Professor Kalia is a senior scientist with the University Health Network’s Krembil Brain Institute, as well as a staff neurologist in Toronto Western Hospital’s Morton and Gloria Shulman Movement Disorders Clinic and Edmond J. Safra Program in Parkinson's Disease. Her clinical work and research program focus on Parkinson’s disease and related movement disorders. With an eye always on patient care and outcomes, she heads a research team focused on better understanding the critical molecular mechanisms responsible for neurodegeneration in Parkinson’s disease, and how they can be targeted to discover new treatments.

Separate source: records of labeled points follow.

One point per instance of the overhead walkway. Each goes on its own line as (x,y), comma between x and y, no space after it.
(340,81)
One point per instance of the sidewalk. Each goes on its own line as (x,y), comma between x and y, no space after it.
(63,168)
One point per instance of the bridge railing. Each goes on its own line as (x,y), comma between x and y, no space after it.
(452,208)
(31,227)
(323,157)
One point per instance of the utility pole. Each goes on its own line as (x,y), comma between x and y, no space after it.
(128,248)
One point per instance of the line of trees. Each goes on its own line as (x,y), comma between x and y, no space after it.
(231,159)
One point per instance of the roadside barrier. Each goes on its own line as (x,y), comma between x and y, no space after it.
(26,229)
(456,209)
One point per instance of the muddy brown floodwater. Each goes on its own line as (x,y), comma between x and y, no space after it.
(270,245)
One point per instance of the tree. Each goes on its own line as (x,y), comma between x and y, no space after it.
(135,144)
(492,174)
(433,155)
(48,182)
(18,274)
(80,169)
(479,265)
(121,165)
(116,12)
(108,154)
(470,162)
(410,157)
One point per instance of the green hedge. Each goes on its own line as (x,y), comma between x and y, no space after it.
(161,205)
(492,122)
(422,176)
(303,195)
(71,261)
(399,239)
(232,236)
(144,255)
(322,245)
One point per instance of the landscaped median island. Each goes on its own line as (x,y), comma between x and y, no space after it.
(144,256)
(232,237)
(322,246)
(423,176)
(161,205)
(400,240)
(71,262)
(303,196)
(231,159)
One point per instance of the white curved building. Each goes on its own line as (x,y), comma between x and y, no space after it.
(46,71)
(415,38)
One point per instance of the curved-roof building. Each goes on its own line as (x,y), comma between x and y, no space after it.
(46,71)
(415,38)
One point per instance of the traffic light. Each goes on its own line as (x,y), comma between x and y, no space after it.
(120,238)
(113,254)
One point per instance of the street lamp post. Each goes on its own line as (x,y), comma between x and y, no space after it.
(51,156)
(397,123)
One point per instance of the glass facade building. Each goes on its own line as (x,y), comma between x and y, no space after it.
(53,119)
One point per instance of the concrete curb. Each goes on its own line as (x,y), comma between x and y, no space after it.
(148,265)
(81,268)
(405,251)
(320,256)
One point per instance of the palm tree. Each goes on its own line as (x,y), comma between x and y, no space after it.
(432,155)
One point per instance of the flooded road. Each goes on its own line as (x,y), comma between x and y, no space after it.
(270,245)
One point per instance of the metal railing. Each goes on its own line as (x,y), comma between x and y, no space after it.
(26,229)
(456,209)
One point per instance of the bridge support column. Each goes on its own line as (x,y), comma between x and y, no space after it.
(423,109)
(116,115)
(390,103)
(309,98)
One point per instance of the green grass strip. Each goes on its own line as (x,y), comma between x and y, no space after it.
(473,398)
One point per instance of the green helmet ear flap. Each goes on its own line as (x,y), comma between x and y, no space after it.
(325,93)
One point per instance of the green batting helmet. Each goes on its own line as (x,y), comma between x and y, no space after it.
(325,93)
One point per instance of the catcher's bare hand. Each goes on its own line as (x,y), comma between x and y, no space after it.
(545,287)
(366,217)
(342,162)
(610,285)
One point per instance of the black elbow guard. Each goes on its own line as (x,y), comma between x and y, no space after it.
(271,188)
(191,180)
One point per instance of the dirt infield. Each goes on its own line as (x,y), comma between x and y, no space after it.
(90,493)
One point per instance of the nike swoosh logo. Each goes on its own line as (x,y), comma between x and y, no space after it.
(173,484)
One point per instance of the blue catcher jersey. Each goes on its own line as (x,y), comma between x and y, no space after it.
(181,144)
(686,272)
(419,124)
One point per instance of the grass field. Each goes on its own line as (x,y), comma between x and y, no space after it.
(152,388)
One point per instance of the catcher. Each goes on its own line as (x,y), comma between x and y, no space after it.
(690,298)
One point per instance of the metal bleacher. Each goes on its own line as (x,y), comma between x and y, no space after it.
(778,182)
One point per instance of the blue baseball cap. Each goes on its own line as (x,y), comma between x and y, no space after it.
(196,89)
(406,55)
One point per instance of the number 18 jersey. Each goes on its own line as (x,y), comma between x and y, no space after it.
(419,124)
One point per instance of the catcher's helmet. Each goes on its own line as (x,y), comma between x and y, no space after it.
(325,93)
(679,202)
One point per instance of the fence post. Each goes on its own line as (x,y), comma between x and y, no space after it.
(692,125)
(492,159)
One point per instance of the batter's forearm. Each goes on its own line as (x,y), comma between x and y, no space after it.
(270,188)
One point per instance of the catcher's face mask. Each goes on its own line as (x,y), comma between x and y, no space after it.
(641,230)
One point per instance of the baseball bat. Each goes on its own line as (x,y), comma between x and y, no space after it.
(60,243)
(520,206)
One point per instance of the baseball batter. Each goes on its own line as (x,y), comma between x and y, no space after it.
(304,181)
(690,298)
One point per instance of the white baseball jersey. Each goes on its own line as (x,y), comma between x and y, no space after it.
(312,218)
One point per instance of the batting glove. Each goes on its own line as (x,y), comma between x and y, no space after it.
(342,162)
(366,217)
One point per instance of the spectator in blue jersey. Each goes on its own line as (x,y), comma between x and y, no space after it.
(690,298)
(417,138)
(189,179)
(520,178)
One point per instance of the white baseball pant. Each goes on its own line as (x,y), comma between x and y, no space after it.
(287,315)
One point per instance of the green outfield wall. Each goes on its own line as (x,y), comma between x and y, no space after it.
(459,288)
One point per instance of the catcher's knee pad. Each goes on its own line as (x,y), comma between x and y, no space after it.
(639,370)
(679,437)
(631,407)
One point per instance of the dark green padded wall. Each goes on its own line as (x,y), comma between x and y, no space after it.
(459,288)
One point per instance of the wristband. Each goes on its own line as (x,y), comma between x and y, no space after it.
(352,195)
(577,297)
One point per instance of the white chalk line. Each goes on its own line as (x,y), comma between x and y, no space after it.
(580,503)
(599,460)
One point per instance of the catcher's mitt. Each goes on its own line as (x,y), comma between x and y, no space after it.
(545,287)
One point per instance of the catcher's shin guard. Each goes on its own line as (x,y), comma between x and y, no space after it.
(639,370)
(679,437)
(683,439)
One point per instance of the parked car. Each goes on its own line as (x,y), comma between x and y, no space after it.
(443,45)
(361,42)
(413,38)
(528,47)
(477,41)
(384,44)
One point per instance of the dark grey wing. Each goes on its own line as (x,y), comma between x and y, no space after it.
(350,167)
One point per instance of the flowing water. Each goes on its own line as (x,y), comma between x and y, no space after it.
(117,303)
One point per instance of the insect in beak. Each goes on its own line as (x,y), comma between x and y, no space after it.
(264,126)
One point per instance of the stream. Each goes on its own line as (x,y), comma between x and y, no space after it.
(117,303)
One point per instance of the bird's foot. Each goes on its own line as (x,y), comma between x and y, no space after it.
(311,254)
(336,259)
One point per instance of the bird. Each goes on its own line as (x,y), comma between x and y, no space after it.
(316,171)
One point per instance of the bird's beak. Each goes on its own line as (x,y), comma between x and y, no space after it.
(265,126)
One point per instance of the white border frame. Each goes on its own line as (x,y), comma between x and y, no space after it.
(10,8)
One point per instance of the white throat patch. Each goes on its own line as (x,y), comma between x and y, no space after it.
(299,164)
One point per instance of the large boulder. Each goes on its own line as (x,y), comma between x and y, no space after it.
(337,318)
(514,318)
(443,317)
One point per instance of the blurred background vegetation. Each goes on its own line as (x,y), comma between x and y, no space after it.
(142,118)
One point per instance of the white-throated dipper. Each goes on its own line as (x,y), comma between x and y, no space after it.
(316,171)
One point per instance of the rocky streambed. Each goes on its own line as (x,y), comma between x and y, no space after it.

Dr. Janice Robertson, Scientist, Tanz Centre for Research in Neurodegenerative Diseases and Professor, Department of Laboratory Medicine and Pathobiology

Professor Robertson holds the James Hunter Family Chair in ALS Research at the University of Toronto and was a prior recipient of a Canada Research Chair (Tier 2) and Premiers Research Excellence Award. As a molecular cell biologist, she focuses her lab-based research on the pathomechanisms underlying neurodegeneration in ALS and the associated disease, frontotemporal lobar degeneration. Her work includes assessment of clinical specimens through her close collaboration with the ALS Clinic at Sunnybrook Health Sciences Centre.

Other speakers

Dr. Graham Collingridge, Director and Krembil Family Chair in Alzheimer's Research, Tanz Centre for Research in Neurodegenerative Diseases and Professor, Department of Physiology

Professor Collingridge is an affiliated scientist at the Krembil Research Institute and a senior investigator at the Lunenfeld-Tanenbaum Research Institute at Mount Sinai Hospital. His research focuses on brain mechanisms that control the strength of brain cell connections, and how this fundamental property (known as synaptic plasticity) affects brain function — advancing understanding of the cellular basis of learning and memory. In 2016 he was a co-recipient of The Brain Prize.

André Picard, Health Columnist, The Globe and Mail

André Picard is one of Canada’s top public policy writers. He is an eight-time National Newspaper Awards nominee and past winner of the prestigious Michener Award for Meritorious Public Service Journalism.